Comment by brabel
21 days ago
> by 2012 we were drowning in tech debt and scaling challenges.
> the greatest engineering team I've ever seen
How do these two things reconcile in your opinion? In my view , doing something quickly is the easy part , good engineering is only needed exactly when you want things to be maintainable and scalable, so the assertions above don’t really make much sense to me.
It is hard to explain the impact of such massive growth over a 2-3 period. New features were coming online while old ones were being abused by overuse. For instance, we launched PostgreSQL in the cloud, something we take for granted today. Not only that, but we offered an insane feature set around "follow" and "forking" that made working with databases seem futuristic.

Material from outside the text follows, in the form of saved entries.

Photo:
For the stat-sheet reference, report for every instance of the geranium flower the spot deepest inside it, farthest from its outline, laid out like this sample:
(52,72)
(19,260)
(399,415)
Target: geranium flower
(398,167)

I remember when we launched that product we went to that year's PGCon and there were people in the crowd angry and dismissive that we would treat data that way. It was actually pretty confrontational. Products like that were being produced while we were also working on migrating away from the initial implementation of the "free tier" (internally called Shen). It took me and a few others months to replace it and ensure we didn't lose data while also making it maintainable. The resulting tool lovingly named "yobuko" ended up remaining for years after that (largely due to the stagnation and turn over).
Anyways, that was just a slice of it. Decisions made today are not always the decisions you wanted to be made tomorrow. Day0 is great, day100 comes with more knowledge and regret. :D
In general, my impression has been that you don't want to architect your solution at first for massive scaling, because:
* You probably aren't going to need it, so putting the effort into scaling means slowing down your delivery of the very features that would make customers want your solution.
* It typically slows down performance of individual features.
* It definitely significant increases the complexity of your solution (and probably the user-facing tooling as well).
* It is difficult to achieve until you have the live traffic to test your approach.
Yeah I think there is a lot of truth here. You can't solve all the problems and in Heroku's case we focused on user experience (internally and externally). Great ideas like "git push heroku main" are game changers, but what happens once that git server is receiving 1000 pushes a minute? Totally different thought process.
Perhaps the thing I would add is that even with the tech debt and scaling problems we still had over a million applications deployed ready for that request to hit them.
An organization without “tech debt” is not good at prioritizing.
Yea it seems like not much thought was put into scalability.